I'm giving away the first laptop I bought new (for the better part of NZ$5000; I had one second hand laptop prior to that), because I hadn't even turned it on in a couple of years. So I put the original (20GB) hard drive back into it, and took the 40GB hard drive out to replace my "portable media" drive (which was previously the old 20GB drive from that laptop). Before wiping the 40GB drive I took a backup of the contents, and then thought I'd see if I could convert the installation into a virtual machine just in case I wanted to run anything that had been on the machine, or revel in the old XDM login screen and my minimal desktop.
After some searching, the process turned out to be fairly simple:
dd if=/dev/sdb of=MACHINE.hd bs=32768 # On linux, where /dev/sdb is the drive reference assigned to the USB drive with the disk in it
qemu-img convert -f raw -O vmdk MACHINE.hd MACHINE.vmdk # On Mac OS-X or Linux
Create a VMWare Fusion virtual machine pointing at the existing disk image (and tell it that it can share it, or take control of it) (in my case the disk image was on an external drive, which seemed to be fine, although it did report it was for an older VMWare version and offer to convert it -- I declined)
Boot up the new virtual machine off the virtual disk
Switch network module to
pcnet32
and make sure the network worksReconfigure XServer to use
vmware
display module
Reading in the disk image took about 45 minutes, and converting it also took about 45 minutes, for a 40GB disk image (much quicker than the times listed in the example I followed) . In both cases I think it was limited by the disk transfer speeds, especially converting which was reading/writing via the same USB connected disk.

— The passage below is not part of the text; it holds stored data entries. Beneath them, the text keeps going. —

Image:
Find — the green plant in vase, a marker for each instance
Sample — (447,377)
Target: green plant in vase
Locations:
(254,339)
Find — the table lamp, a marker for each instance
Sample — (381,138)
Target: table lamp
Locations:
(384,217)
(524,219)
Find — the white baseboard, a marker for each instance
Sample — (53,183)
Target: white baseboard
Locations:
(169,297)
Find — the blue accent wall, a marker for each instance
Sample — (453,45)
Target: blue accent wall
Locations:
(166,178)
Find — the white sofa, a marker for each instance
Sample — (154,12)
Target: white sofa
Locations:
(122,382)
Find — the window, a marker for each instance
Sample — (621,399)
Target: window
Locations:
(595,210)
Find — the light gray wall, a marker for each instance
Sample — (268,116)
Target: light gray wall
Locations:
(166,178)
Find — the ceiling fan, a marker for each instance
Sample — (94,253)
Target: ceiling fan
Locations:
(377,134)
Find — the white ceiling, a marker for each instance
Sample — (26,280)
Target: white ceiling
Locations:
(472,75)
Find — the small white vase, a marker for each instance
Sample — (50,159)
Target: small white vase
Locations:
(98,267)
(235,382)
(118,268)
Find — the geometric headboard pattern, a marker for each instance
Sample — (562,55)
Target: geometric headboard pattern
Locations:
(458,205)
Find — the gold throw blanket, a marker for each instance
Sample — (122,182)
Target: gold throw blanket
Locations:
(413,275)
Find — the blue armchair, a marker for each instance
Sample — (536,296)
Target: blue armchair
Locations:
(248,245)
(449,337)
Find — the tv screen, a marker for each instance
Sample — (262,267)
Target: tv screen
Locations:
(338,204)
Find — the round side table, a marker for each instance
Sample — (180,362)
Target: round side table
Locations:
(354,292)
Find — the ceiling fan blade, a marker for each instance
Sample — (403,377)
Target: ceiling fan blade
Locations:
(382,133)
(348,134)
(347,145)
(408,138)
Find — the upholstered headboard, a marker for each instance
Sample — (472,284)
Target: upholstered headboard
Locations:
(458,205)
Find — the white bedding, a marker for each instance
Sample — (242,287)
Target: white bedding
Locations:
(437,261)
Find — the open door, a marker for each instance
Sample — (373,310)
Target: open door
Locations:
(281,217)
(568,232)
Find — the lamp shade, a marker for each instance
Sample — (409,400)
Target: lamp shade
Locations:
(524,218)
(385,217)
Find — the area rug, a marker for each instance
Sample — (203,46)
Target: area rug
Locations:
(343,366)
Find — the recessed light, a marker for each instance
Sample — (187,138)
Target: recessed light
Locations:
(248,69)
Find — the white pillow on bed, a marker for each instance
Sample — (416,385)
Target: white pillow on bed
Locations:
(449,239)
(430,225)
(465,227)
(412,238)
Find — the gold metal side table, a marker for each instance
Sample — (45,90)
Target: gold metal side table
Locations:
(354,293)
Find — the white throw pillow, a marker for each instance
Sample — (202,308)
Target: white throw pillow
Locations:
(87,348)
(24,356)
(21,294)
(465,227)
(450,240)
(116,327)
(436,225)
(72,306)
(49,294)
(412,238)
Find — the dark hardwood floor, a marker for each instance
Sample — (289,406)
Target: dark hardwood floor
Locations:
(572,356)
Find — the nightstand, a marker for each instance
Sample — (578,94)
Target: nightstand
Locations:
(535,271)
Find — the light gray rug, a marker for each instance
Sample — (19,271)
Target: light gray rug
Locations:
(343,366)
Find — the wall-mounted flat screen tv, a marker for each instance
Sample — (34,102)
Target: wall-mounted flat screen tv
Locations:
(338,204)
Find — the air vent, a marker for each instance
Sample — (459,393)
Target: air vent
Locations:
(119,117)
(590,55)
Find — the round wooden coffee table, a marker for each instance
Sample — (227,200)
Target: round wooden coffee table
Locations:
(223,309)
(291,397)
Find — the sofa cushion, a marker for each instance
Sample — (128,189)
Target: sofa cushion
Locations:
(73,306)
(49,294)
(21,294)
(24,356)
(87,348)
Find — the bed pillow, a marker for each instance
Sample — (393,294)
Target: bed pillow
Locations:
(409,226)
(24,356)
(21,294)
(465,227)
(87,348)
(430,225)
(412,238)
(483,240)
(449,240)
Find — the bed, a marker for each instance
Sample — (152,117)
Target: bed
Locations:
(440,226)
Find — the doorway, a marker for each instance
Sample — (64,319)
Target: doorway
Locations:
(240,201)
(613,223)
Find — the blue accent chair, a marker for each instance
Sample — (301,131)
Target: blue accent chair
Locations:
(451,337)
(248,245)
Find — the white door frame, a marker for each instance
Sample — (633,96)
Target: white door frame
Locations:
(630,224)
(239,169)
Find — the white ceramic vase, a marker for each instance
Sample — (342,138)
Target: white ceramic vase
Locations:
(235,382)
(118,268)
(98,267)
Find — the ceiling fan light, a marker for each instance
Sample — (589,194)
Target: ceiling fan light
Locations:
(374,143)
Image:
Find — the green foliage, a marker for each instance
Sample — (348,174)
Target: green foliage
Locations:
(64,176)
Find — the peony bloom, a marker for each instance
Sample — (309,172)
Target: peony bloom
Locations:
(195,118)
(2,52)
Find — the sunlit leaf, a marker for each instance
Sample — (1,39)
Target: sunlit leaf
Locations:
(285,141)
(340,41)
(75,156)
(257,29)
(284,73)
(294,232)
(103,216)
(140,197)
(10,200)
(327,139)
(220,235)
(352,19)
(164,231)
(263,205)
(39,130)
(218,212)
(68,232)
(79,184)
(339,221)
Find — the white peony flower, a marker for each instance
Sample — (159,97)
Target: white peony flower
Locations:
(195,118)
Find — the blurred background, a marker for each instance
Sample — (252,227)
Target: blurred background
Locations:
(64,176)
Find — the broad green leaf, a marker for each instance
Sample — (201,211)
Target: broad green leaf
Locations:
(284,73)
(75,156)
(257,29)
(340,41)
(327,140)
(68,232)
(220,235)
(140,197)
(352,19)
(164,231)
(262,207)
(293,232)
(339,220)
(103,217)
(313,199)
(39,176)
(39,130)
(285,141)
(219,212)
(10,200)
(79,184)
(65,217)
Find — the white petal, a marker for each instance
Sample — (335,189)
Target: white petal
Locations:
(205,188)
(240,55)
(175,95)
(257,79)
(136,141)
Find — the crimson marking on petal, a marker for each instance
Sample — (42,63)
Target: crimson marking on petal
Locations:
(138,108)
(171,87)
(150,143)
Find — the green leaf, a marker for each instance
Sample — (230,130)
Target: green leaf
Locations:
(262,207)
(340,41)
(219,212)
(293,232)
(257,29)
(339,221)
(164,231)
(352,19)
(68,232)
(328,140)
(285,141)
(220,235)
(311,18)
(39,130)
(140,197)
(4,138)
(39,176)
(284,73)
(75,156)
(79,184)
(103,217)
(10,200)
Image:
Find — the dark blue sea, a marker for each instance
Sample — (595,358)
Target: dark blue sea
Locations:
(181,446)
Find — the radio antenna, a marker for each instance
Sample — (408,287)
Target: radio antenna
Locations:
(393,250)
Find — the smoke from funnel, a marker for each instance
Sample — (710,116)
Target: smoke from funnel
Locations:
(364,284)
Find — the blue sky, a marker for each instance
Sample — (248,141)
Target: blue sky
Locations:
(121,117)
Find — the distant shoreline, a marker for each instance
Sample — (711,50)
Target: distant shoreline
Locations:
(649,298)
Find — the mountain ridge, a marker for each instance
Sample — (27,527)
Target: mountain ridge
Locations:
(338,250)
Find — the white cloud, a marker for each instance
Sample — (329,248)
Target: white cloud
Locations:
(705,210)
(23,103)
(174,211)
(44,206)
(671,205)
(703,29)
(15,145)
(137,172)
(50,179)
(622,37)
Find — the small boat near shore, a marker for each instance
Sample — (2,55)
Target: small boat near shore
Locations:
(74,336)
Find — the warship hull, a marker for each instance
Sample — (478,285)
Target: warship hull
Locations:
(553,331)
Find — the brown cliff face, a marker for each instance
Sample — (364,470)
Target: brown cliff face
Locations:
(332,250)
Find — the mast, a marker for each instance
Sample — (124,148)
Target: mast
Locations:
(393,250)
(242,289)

Switching the network module was trivial (just edit
/etc/modules
) in my old Linux install. Switching the
XServer was a bit more tricky mainly because I had to remember what to
do. The installation had XFree86 4.3 on it (second to last version of
XFree86 used, before the switch to x.org), which fortunately included
the vmware
module (earlier versions needed a binary/source
download). The trick to reconfiguring is:
mv /etc/X11/XFree86-4 /etc/X11/XFree86-4.old
dpkg-reconfigure xserver-xfree86
dexconf -o /etc/X11/XFree86-4
The last step (force the debconf configuration to be written out to the file that XFree86 uses) is necessary because the default behaviour of dpkg-reconfigure is not to overwrite the XFree86 configuration file if it has been changed in any way (including removed!) from the original one that it generated. (Thanks to Debian bug #223929 for the hint on what was required.)
After that the newly virtual machine would boot up and operate basically as it had when it was on physical hardware. (Although I did have to go fix up my old shell config scripts after I changed the name of the host to have a "-vm" suffix.)
On a related note, someone has figured out how to get Microsoft's IE6/IE7/IE8 test VMs to run under VMWare Fusion. There's also a VMWare Converter tool which can be used with, eg, Windows conversions (at least when it can run something on the original physical host). And people have done Parallels to VMware and VMWare to Parallels and VMWare to KVM and conversions to Amazon EC2 (Amazon EC2 Developer Guide which uses Xen).
It's also apparently possible to mount VMWare Images natively (Novell guide), which I think is what the MacFUSE install by VMWare Fusion is intended for. (There's an old VMWare Disk Mounter for Windows too, but it seems mostly unmaintained.) Some people have figured out how to mount it with loopback mounts (another example).
The VMDK format seems to be semi-open, with some technical resources available, but I only found one cached copy of the specification.